Она задумалась, потом быстро нарисовала мужчину, сидящего на маленьком стульчике рядом с королем. и еще что-то напоминающее могилу: холмик и плоский камень. Видимо, я вдова. А муж был – кем? Может, братом короля?
- Рис? – я снова указала на него.
- Нет, - возразила Герта и пририсовала ему в руки что-то вроде ключа. Видимо, он занимал какой-то важный государственный пост.
- Буду спать, - сказала я и отвернулась к стене, натянув одеяло до носа.
Влажный шорох – Герта вытерла доску и отставила ее в угол, а потом села на табурет и занялась вязанием: тихо зазвенели спицы. Вообще все мои надзирательницы, если не надо было ухаживать за мной, или вязали, или вышивали. А я и хотела бы уснуть, но не получалось.
Ну что ж, попробуем собрать все вместе.
Я - сола Юниа Леандра, богатая и знатная вдова. Мой покойный муж был приближенным короля Айгера, а дочь – королева. Кроме того я любовница своего зятя. Или была ею когда-то раньше. Может, еще до того, как он стал моим зятем. Кроме этого произошло что-то такое, заставившее меня скрываться, с риском погибнуть в горах. Возможно, я пыталась избежать наказания. Или мести? Но мне не повезло, и теперь я в руках своих преследователей, которые терпеливо ждут, когда я поправлюсь.
Вот только для чего? Что ждет меня?
Я чувствовала себя слепой бродяжкой, которая идет, выставив перед собой руки и ощупывая все, на что наткнется. Пытаясь определить, что там, в темноте. А между тем, под ногами вполне могла оказаться пропасть.
4.
Утром я проснулась от резкой боли в животе и мерзкого ощущения внезапного потопа ниже ватерлинии. Откинула одеяло – здрасьте вам через окно. Интересно, а сколько я вообще здесь провалялась? Было это уже или нет? Если и было, то я, наверно, по полной бессознанке не почувствовала.

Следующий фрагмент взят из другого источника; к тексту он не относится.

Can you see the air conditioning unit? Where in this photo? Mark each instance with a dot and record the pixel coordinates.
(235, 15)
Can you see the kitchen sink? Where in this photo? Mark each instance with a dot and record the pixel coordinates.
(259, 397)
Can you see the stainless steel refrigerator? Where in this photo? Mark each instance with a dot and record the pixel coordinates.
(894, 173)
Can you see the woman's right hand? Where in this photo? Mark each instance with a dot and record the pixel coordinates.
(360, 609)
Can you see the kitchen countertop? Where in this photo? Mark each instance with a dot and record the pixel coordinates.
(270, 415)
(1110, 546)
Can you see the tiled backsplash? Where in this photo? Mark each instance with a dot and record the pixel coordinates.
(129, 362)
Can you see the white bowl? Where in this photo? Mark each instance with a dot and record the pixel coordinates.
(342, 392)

Герта теперь проводила со мной все дни, но уходила на ночь. Ее рабочий день еще не начался, и на табурете у двери дремала одна из ночных надзирательниц - толстая Лайолла. Я позвала ее и, поскольку не знала, как называются временные дамские трудности, молча продемонстрировала простыню. Без тени эмоций, совершенно равнодушно, она помогла мне управиться с гигиеническими процедурами и удалилась.
Вбежала Герта – легкая, стройная. Из-под платка выбивались светлые вьющиеся пряди, и даже черный бесформенный балахон не мог ее изуродовать. Я бы дала ей лет семнадцать, не больше. Сказать, что она относилась ко мне дружелюбно, было бы преувеличением, но, во всяком случае, не демонстрировала холодной враждебности, как остальные.
Морщась от боли, которая становилась все сильнее, я показала пальцем на стоящую в углу доску, и Герта охотно ее принесла. На мгновенье я задумалась, как задать вопрос.
- Кровь, - я показала на свой живот под одеялом. – Что это?
Герта ответила, я повторила, запоминая, а дальше получился урок на тему интимной сферы. Причем начали мы с вещей вполне приличных и физиологических, а потом перешли к такому… То, что Герта рисовала на доске, тянуло хоть и на карикатурное, но все же порно. При этом мы с ней хихикали, как две школьницы, изучающие журнал для взрослых. Сначала я узнала приличные названия всех органов и действий, связанных с сексом. Потом грубые. А потом и такие, о которых Герта сказала: «Так говорить нельзя». Сопроводив свои слова шкодной улыбкой.
Удивляться тут было нечему. Там, где есть секс - а он есть везде, - самые непристойные ругательства всегда связаны именно с ним. До сих пор я знала их на шести языках, теперь добавились и на седьмом. Богатая палитра, если надо кого-то обложить, без сомнения. Ну а что касается способов секса, они оказались теми же, что и в нашем мире. Тут, наверно, трудно было придумать что-то необычное. Необычным, скорее, было то, что все это в деталях знала такая юная девушка, и она нисколько не смущалась говорить о подобных вещах.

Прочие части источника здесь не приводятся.